Princípio da afetividade

Princípio da afetividade como um dos princípios fundamentais norteadores do Direito de Família¹

O princípio da afetividade é um princípio constitucional implícito, ou seja, não está disposto de forma expressa na Constituição Federal de 1988, mas que decorre, principalmente, do macroprincípio da dignidade humana, o qual também é pré-existente a nossa legislação.

Foi com base nesses dois princípios que, antes mesmo da promulgação da Constituição Federal de 1988, em 1977, nosso ordenamento jurídico passou a possibilitar o divórcio, ainda que de forma ainda limitada.

Vigorava em nosso país que o casamento era uma instituição sagrada e que não poderia ser desfeita, de modo que quando os casais não mais quisessem continuar com o relacionamento poderiam se separar (se desquitar), mas não poderiam casar novamente, pois o instituto do DESQUITE não encerrava o matrimônio anterior.

Com a evolução do pensamento da sociedade, passou-se a entender que não era mais possível obrigar as pessoas a permanecerem vinculadas quando não mais existisse o amor. Evoluindo também os ensinos jurídicos, o afeto tornou-se um valor e, logo após, ganhou o status de princípio, de modo que, atualmente, “sem afeto, não se pode dizer que há família. Ou, se falta o afeto, a família é uma desordem ou uma desestrutura”².

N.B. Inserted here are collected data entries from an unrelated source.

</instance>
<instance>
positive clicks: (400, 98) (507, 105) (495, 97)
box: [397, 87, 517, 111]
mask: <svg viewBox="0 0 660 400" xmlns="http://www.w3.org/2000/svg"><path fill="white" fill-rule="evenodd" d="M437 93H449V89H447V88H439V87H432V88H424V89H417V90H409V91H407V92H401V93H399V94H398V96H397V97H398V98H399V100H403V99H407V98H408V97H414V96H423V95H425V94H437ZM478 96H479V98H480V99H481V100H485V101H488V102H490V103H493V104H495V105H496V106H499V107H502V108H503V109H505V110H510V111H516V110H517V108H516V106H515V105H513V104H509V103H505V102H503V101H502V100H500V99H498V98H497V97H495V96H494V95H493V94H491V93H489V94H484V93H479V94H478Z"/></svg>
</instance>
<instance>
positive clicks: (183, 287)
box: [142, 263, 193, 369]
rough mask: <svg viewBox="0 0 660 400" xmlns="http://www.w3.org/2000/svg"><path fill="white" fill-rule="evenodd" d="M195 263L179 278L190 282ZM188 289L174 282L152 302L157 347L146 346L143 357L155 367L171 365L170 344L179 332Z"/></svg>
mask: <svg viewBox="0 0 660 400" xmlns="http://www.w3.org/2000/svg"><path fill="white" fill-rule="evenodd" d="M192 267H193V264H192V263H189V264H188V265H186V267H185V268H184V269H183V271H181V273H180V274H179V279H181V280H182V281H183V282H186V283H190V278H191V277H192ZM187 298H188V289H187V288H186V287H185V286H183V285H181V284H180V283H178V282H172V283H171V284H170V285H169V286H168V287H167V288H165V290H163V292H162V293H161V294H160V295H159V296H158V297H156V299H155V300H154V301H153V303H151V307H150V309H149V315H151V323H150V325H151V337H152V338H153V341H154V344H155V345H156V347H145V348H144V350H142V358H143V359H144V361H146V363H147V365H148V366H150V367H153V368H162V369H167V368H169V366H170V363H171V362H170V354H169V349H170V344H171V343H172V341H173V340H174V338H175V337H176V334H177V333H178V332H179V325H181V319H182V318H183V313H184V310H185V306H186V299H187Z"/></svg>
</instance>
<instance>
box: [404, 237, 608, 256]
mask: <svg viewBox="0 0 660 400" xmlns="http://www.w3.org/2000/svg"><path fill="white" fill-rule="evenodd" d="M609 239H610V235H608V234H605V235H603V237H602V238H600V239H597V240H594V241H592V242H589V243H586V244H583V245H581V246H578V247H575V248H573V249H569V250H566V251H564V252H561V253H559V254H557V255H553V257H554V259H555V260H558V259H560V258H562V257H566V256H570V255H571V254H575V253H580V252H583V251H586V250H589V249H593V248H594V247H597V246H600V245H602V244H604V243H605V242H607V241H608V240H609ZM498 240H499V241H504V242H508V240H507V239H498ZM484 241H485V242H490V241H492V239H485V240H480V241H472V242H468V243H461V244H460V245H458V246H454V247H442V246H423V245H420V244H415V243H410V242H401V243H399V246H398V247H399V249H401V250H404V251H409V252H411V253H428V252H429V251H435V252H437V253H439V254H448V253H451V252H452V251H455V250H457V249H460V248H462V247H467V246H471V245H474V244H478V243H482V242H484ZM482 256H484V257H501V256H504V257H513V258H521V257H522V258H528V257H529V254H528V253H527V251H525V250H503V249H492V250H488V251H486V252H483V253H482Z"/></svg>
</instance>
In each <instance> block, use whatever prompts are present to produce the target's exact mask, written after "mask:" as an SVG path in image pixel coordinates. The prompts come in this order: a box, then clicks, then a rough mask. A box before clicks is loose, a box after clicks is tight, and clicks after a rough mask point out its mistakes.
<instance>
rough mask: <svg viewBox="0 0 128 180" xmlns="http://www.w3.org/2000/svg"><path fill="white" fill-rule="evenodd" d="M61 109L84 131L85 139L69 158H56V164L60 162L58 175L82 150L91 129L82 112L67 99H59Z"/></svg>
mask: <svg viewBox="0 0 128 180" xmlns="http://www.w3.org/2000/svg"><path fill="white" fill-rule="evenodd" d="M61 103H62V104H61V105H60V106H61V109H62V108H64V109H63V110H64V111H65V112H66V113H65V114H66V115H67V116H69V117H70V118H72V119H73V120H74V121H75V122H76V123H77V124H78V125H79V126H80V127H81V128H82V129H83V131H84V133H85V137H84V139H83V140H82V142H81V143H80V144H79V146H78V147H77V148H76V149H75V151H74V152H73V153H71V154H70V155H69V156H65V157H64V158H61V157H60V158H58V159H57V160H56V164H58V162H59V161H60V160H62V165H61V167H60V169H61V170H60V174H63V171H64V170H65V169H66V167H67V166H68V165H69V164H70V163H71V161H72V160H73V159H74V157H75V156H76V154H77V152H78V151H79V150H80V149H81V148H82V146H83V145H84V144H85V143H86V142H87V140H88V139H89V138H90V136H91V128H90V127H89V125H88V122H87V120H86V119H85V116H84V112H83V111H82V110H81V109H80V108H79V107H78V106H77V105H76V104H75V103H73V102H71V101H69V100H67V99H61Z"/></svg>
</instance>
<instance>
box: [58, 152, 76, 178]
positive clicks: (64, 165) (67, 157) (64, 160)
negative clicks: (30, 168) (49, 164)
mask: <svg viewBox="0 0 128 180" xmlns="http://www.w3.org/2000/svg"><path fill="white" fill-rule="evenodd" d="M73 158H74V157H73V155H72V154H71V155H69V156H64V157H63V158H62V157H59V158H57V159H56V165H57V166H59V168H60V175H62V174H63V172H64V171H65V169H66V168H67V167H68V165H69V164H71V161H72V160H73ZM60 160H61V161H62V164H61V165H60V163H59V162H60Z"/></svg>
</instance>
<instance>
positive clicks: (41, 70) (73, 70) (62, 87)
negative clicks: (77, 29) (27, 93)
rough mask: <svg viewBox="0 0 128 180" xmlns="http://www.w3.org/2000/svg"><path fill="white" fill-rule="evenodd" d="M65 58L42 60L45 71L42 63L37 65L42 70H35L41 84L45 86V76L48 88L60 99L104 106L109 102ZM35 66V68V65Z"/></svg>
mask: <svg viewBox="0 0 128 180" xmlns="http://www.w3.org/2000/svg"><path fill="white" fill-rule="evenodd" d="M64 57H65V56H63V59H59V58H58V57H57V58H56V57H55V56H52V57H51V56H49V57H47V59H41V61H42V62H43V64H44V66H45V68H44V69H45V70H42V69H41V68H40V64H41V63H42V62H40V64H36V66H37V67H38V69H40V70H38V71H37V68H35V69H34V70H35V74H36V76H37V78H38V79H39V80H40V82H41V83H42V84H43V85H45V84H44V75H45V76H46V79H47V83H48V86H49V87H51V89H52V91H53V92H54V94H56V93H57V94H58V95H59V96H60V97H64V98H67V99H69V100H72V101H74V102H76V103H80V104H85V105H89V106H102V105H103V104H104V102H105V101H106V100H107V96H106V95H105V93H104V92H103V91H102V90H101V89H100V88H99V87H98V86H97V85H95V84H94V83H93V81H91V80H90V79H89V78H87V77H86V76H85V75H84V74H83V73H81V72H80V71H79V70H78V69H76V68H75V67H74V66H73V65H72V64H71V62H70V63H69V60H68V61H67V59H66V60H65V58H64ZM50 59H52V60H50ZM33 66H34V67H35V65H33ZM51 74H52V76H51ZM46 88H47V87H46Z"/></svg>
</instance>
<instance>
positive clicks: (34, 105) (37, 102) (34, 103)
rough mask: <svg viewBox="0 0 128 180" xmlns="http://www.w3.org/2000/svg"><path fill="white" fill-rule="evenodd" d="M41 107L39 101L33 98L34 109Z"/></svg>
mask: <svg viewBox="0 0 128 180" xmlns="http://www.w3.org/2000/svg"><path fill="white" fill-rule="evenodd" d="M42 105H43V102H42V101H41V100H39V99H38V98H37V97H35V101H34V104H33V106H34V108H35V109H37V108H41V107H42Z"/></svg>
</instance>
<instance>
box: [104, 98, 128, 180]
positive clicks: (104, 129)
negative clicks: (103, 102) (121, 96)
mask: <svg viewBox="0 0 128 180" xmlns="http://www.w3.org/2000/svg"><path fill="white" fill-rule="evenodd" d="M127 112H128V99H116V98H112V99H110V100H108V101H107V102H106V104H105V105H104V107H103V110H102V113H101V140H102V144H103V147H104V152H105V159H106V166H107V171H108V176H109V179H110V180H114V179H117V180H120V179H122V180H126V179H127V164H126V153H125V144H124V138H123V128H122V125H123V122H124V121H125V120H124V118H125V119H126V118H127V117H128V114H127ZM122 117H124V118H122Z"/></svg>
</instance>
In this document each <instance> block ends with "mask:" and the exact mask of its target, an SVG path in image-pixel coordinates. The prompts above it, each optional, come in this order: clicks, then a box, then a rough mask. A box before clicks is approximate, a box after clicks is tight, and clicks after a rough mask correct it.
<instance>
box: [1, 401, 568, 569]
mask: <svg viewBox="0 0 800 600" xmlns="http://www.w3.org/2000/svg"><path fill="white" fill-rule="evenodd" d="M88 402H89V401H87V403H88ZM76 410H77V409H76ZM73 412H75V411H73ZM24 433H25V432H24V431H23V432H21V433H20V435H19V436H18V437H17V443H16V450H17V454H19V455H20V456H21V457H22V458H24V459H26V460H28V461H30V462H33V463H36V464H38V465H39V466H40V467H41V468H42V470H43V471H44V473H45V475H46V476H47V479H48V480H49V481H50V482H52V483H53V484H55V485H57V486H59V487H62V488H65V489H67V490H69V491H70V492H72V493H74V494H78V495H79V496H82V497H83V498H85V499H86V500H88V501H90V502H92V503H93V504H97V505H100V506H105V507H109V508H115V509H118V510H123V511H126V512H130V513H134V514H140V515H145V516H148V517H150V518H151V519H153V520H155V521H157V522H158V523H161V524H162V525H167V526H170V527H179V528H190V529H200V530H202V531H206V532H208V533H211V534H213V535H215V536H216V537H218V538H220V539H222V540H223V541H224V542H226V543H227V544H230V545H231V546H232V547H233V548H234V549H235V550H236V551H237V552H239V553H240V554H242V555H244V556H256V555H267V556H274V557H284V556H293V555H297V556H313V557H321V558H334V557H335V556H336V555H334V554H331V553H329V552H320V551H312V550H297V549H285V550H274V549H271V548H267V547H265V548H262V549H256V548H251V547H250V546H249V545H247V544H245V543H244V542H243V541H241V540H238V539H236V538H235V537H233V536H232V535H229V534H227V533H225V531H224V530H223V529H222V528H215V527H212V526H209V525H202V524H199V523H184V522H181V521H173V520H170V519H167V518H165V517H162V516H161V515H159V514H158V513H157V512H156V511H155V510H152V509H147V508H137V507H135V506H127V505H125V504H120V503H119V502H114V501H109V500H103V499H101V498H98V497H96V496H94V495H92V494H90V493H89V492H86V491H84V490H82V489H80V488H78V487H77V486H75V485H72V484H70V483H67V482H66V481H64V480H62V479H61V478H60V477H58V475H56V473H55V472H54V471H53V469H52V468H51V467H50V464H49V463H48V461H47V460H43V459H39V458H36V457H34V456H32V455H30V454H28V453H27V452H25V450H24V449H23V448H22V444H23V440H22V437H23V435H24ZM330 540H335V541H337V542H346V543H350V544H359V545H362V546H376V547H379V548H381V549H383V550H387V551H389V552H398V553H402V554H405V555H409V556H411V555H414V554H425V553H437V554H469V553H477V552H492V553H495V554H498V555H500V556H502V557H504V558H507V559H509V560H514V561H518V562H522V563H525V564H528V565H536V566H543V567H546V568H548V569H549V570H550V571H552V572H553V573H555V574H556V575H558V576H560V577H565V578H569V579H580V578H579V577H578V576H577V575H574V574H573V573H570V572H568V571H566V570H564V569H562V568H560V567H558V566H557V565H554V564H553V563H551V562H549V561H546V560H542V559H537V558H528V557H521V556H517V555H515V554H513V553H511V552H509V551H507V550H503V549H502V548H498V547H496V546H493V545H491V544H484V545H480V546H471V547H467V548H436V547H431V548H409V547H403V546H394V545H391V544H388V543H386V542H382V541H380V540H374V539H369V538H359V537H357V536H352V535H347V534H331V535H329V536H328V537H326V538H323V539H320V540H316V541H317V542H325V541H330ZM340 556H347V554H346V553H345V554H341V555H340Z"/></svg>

Em virtude do princípio da afetividade, a família só faz sentido se estiver alicerçada no afeto. No entanto, o afeto, por si só, não é o único elemento para se verificar a existência de uma entidade familiar; existem outros elementos que devem coexistir juntamente com o afeto, ainda que sua presença seja fator decisivo e justificador para a constituição da família.

Juntamente com o afeto, deve estar presente a solidariedade, a responsabilidade, a cumplicidade, a vivência e a convivência. Ainda, ao se falar em uma família conjugal, tem-se presente a sexualidade do casal, enquanto que se houver filhos (família parental), tem-se a associação de todos esses elementos com o serviço, vez que o exercício de funções paternas/maternas se exteriorizam com atos de cuidado, sustento, educação, imposição de limites, etc.

Da mesma forma que o princípio da afetividade trouxe modificações no âmbito do relacionamento entre cônjuges e companheiros, também é com base nos fundamentos deste princípio que se originou a teoria da parentalidade socioafetiva.

A teoria da parentalidade socioafetiva autoriza que terceiros, não fornecedores de material genético para crianças e adolescentes, em virtude do afeto e da convivência, possam ser reconhecidos como responsáveis legais (pais e mães) daqueles a quem dedicam tanto amor e carinho.

A vinculação biológica não é garantia da experiência da paternidade ou da maternidade. Ser pai e/ou mãe não é apenas natural e instintivo, mas trata-se de uma função, um serviço a ser exercido em prol dos filhos e, o fato de alguém ser pai/mãe biológico de outro ser não garante que tal função será exercida de forma condizente e apropriada ao desenvolvimento dos menores.
Por vezes, o vínculo entre as crianças e adolescentes com seus respectivos padrastos e madrastas é tão forte, e a convivência realmente é de que como se pais e filhos fossem, que, ainda que não possuam vínculos biológicos, não é possível se desconsiderar que tais formações não sejam família, ou mesmo que tal relação não possa ser identificada como parental.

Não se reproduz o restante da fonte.